Here, Plaintiff has failed to provide evidence that the alleged retaliatory motive — to chill Plaintiff's First Amendment rights to file grievances — was the but-for cause of Defendant Buenrostro's report stating that Plaintiff openly displayed disrespect against him by calling him a "stupid Mexican." It is a legitimate penological goal to ensure that prisoners respect the correctional officers and that internal order and discipline are maintained.
Although Defendants have shown that Plaintiff failed to exhaust all but one of his claims, Plaintiff has come forward "with evidence showing that there is something in his particular case that made the existing and generally available administrative remedies effectively unavailable to him."
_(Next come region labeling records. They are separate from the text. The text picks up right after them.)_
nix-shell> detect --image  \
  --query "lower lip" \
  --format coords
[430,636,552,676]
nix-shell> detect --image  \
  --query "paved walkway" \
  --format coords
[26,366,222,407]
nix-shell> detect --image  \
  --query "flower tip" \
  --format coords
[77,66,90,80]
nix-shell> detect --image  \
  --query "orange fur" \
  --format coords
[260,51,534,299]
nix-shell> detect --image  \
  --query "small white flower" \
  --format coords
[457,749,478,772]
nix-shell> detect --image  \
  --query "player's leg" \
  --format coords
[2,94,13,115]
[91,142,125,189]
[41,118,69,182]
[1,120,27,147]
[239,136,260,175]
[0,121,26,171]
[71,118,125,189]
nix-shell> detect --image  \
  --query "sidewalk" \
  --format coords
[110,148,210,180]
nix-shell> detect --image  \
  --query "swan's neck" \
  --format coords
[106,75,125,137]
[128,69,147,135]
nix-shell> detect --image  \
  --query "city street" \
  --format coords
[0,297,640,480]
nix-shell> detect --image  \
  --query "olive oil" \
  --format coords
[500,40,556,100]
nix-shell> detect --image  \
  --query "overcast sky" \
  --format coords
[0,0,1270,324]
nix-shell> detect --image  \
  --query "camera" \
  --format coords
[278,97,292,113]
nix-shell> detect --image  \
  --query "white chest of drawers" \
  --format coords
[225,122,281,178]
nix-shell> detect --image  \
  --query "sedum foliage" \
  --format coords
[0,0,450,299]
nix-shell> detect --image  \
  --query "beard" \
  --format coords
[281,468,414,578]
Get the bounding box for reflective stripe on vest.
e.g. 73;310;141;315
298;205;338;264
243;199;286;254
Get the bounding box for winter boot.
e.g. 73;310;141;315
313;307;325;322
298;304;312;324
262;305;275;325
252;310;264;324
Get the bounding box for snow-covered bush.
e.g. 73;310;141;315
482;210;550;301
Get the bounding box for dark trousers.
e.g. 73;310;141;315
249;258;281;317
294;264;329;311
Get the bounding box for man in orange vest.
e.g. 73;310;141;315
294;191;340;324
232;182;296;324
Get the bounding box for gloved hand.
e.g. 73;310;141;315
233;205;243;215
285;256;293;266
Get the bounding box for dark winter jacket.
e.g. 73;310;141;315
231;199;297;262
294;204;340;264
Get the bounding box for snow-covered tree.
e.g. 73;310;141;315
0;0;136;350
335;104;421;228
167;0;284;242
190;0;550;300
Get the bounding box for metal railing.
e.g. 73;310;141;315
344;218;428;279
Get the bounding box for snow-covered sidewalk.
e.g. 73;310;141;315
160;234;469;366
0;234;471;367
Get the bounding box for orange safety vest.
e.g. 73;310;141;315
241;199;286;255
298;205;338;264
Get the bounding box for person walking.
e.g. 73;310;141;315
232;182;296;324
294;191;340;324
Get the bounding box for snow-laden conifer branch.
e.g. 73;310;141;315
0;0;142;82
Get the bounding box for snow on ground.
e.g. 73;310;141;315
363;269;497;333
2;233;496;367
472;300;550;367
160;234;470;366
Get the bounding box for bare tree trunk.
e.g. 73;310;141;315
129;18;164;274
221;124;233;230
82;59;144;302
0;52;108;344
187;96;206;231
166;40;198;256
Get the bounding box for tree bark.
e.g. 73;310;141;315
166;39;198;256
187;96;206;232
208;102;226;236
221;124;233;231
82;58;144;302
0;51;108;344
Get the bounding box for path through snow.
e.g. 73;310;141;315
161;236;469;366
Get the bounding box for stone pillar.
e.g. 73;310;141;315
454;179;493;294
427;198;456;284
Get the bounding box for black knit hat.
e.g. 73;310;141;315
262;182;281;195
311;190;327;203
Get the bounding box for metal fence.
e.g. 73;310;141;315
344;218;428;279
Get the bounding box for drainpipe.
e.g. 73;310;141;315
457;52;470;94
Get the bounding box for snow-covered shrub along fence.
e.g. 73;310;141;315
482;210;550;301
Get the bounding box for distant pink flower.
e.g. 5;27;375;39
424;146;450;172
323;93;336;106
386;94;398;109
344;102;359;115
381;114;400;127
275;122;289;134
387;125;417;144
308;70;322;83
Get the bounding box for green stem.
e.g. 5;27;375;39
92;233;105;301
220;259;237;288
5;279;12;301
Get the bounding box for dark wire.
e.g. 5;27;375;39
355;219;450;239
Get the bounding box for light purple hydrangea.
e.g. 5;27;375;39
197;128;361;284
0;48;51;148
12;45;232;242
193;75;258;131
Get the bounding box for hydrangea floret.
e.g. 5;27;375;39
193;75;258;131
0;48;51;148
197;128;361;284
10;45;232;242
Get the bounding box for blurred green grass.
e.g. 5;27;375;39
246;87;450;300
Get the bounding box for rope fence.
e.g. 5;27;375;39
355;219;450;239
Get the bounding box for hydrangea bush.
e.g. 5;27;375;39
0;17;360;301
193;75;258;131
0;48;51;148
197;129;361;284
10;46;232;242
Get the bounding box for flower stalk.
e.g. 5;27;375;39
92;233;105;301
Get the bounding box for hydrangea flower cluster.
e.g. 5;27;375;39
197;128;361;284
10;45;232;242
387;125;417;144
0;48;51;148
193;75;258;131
Plaintiff declared that it has been his personal experience that RJ Donovan fails to operate an Inmate Appeal system that conforms to state law and places unreasonable restrictions on inmates' ability to submit 602 appeals. (Roberts Decl. ¶ 16; Doc. 119, at 31.) Plaintiff stated that he believes that his appeals either vanished or were unlawfully rejected. (Roberts Decl. ¶ 17, 23; Doc. 119, at 31-33.) Plaintiff also submitted the declarations of various inmates who also experienced trouble filing grievances. Inmates Wydell Jones, Lewis Law, Dennis Davis, and Jason Coleman all stated that they did not receive responses to their appeals. (Doc. 119, at 50-51, 58, 63-64, 66-70.) Inmate William Dawes stated that his appeals were not accepted because he would not answer Defendant Buenrostro's questions about other inmates. (Doc. 119, at 55.)
Because the material facts are disputed as to whether the prison thwarted Plaintiff's ability to file his administrative appeals, summary judgment should be denied at this time and the district judge should hold an evidentiary hearing to decide the disputed factual questions surrounding exhaustion.
The Court submits this Report and Recommendation to United States District Judge Hayes under 28 U.S.C. § 636(b)(1) and Local Civil Rule HC.2 of the United States District Court for the Southern District of California.